In other UK developments:
- London’s ExCel Cenre is to be converted into a makeshift hospital with 500 beds in the next few days.
- Armed forces also looking at other large buildings and halls that could be adapted.
- Major motorways including the M4 and the M25 have been noticeably quieter.
- The Army has begun delivering personal protection equipment to hospitals.
- Heathrow has said it will prioritise cargo flights with medical supplies to help fight COVID-19.
- Cabinet ministers have held a meeting using video conferencing for the first time ever.
- Sports Direct has confirmed it will not open its stores to the public following a u-turn.
- Chemicals giant INEOS is to build a hand sanitiser factory near Middlesbrough within 10 days.

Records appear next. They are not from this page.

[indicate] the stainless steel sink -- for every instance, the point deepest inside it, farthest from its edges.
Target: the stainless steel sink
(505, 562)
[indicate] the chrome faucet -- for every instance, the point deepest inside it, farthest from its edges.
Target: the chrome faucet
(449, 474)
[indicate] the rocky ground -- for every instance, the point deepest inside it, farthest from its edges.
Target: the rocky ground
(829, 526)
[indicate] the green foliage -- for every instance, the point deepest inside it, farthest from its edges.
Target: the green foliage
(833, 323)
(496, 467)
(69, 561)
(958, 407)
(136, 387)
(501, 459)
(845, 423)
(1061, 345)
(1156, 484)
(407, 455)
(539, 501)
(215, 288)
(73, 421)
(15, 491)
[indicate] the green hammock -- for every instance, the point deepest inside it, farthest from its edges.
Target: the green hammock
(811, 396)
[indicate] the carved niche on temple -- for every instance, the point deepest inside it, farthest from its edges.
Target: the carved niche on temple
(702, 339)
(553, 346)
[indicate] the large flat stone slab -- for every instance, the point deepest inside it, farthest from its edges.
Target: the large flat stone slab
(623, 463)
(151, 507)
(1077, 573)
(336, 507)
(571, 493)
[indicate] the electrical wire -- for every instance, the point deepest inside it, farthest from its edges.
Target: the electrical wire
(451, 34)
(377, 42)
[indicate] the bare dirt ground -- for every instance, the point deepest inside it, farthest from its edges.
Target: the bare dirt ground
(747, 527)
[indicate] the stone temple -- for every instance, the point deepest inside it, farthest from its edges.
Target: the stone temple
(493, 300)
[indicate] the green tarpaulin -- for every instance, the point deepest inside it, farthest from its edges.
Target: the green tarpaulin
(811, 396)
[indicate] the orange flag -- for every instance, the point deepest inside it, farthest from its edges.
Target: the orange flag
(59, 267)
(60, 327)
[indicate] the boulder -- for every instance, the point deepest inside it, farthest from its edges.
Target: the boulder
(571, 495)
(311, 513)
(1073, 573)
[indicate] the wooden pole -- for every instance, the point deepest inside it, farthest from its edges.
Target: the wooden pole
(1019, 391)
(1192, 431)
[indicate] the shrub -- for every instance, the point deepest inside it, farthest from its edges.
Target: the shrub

- Kings College London is launching a new app which tracks coronavirus symptoms.
- The Britain’s Got Talent finals will be postponed until later in the year, ITV has confirmed.
- ZSL London Zoo has launched a new fundraiser to support the care of its 18,000 animals.
- London’s Royal Parks will remain open but visitors have been urged to respect social distancing rules.
Despite a number people appearing to flout the lockdown measures so far, an overwhelming majority of Britons support the new restrictions – according to a new poll.
In a snap YouGov survey, 93% said they were in support of the effective lockdown of the UK.
Two-thirds (66%) of those asked said it would be easy to follow the new rules for the next three weeks, with only 29% saying they think it will be hard.
However, respondents were split on whether police had sufficient powers to get people to follow the rules – 39% think they do and 39% think they do not.